The challenge is to achieve the required scalability while retaining the accuracy of the current dynamical core. Designing such a core, therefore, requires a mix of numerical analysis, geophysical fluid dynamics and computational science.
To bring this expertise together, the Met Office, NERC and STFC implemented a five-year program (2011-2016), to research, design and develop a new dynamical core.
Some of the key aspects
- The grid that the model is discretized on. Removal of the singularity in the current latitude-longitude grid is considered essential to achieving good scalability. Although no alternative grid is without its own issues, the cubed-sphere grid has a number of advantages over other choices and is currently the preferred option.
- Highly scalable implicit solvers. There are significant advantages to retaining a two-time-level implicit temporal discretization, but this is only viable if the resulting implicit system, with its global connectivity, can be efficiently solved on hundreds of thousands of processors.
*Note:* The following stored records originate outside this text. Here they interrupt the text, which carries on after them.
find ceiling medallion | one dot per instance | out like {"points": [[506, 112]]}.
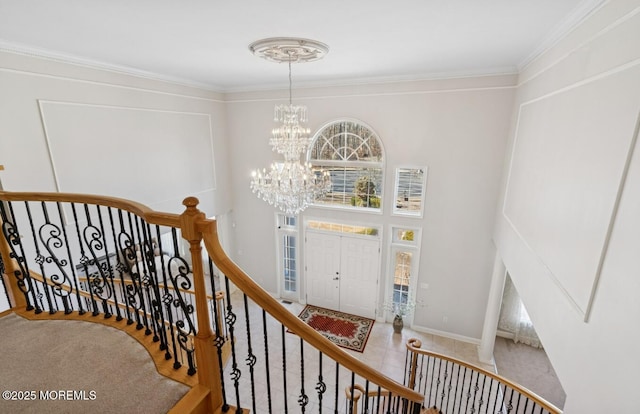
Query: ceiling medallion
{"points": [[290, 184], [289, 49]]}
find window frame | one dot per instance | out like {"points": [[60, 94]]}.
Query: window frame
{"points": [[397, 245], [346, 165], [283, 229], [398, 198]]}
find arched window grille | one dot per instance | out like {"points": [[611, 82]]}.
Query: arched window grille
{"points": [[353, 155]]}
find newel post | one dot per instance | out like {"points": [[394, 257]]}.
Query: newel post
{"points": [[413, 367], [16, 296], [208, 369]]}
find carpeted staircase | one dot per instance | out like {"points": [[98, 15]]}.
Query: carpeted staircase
{"points": [[78, 367]]}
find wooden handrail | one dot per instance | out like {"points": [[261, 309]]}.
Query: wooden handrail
{"points": [[195, 226], [267, 302], [149, 215], [414, 345]]}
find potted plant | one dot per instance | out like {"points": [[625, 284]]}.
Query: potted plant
{"points": [[400, 310]]}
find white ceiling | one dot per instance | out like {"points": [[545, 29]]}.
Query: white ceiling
{"points": [[205, 42]]}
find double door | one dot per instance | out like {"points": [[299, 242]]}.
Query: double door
{"points": [[342, 272]]}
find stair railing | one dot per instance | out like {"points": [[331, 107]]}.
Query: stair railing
{"points": [[454, 386], [264, 358]]}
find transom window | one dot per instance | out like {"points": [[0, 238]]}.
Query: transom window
{"points": [[410, 189], [353, 155]]}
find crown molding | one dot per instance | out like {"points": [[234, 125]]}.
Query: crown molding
{"points": [[578, 15], [31, 51], [365, 81]]}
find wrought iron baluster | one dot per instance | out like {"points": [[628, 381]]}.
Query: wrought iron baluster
{"points": [[219, 342], [117, 268], [431, 360], [481, 401], [266, 357], [438, 382], [84, 262], [185, 327], [495, 400], [49, 236], [22, 274], [455, 392], [251, 358], [167, 300], [449, 387], [335, 410], [284, 368], [149, 274], [107, 269], [475, 390], [303, 399], [72, 268], [4, 286], [142, 275], [156, 304], [231, 321], [423, 374], [518, 402], [378, 400], [526, 404], [353, 390], [365, 408], [97, 281], [127, 251], [40, 261], [462, 391], [321, 387]]}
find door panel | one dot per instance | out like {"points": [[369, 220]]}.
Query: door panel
{"points": [[360, 266], [322, 256]]}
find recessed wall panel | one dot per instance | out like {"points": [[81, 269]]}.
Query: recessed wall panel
{"points": [[569, 161], [151, 156]]}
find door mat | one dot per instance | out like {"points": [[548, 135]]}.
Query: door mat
{"points": [[343, 329]]}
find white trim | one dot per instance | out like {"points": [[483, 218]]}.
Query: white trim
{"points": [[395, 211], [382, 80], [381, 165], [583, 11], [110, 84], [31, 51], [584, 313], [118, 107], [445, 334], [579, 46], [279, 233], [373, 94]]}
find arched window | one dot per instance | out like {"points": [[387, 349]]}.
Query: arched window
{"points": [[352, 153]]}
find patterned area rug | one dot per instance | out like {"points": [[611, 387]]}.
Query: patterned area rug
{"points": [[343, 329]]}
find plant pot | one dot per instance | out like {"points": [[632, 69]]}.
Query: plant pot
{"points": [[397, 324]]}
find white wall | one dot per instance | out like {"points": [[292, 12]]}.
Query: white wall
{"points": [[71, 128], [456, 127], [568, 228]]}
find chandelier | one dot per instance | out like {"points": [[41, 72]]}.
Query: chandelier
{"points": [[289, 184]]}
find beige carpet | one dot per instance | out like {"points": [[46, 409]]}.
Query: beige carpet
{"points": [[109, 371], [529, 367]]}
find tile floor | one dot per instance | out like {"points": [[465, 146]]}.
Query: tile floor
{"points": [[385, 351]]}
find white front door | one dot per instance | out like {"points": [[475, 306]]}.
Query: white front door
{"points": [[322, 257], [360, 267], [342, 273]]}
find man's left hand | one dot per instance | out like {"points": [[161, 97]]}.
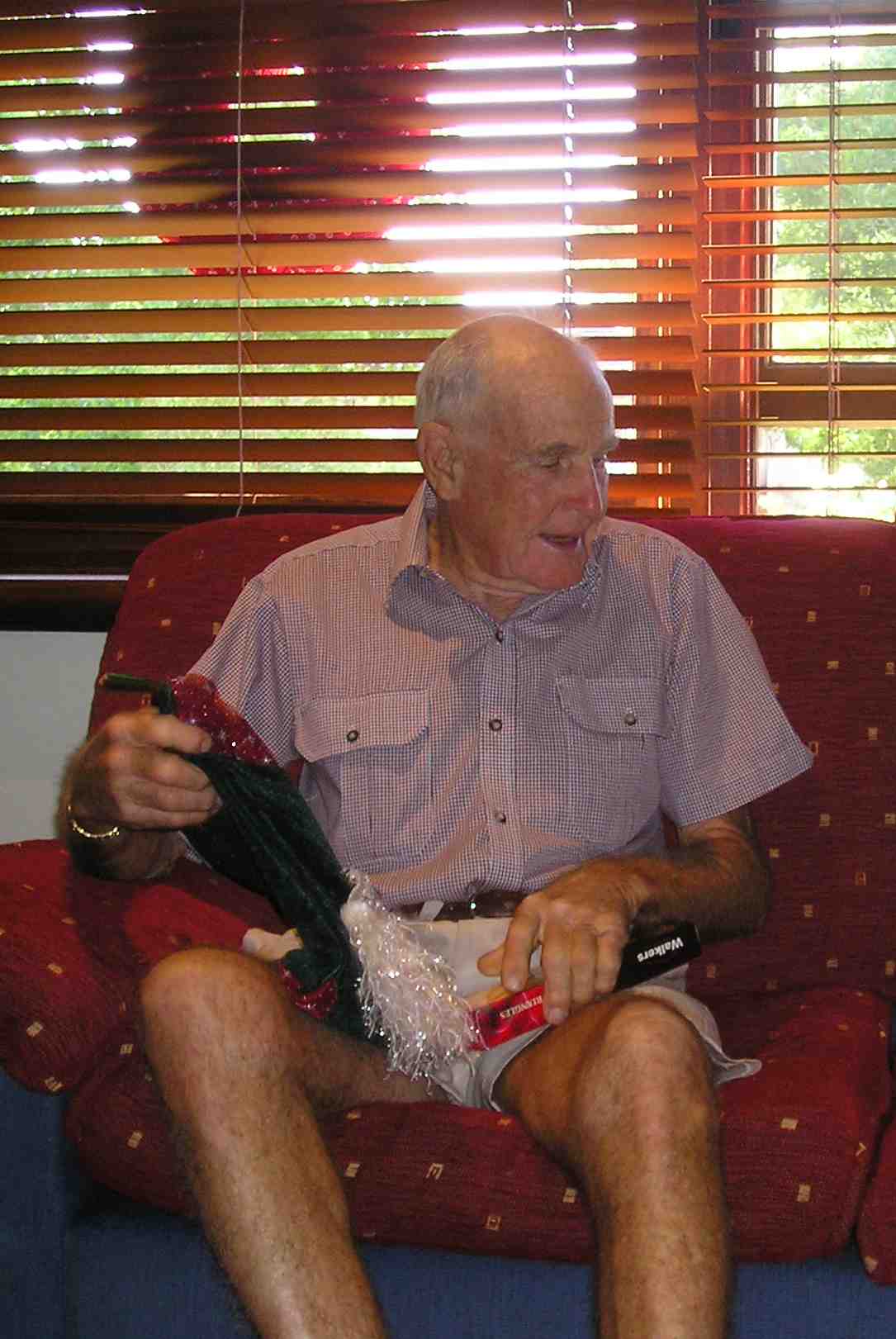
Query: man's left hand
{"points": [[583, 923]]}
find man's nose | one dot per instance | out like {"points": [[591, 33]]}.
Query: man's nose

- Inherently conservative advection schemes. Only dry mass is inherently conserved by the current dynamical core, yet there is a growing need to exactly conserve a number of tracer fields, as well as possibly such quantities as energy and angular momentum. This requires replacement of the current pointwise semi-Lagrangian scheme with a flux-form conserving advection scheme, be that a semi-Lagrangian one or an Eulerian one, while preserving the good phase properties of the current scheme.
- The spatial discretization. A mixed finite-element spatial discretization, as distinct from the current finite-difference/finite-volume approach, permits the use of alternative grid structures without some of the disadvantages that those grids incur with a finite-difference discretization.
- A new modelling infrastructure has been designed to permit the efficient implementation of these changes. This is called LFRic after Lewis Fry Richardson (see Related pages).
A further important element is how each of the above interacts with, and depends upon, each other.
Key aims
- To design and develop a dynamical core that scales well on hundreds of thousands of processors while maintaining at least the accuracy and robustness of its contemporary dynamical core.
- To improve the conservation properties of the dynamical core.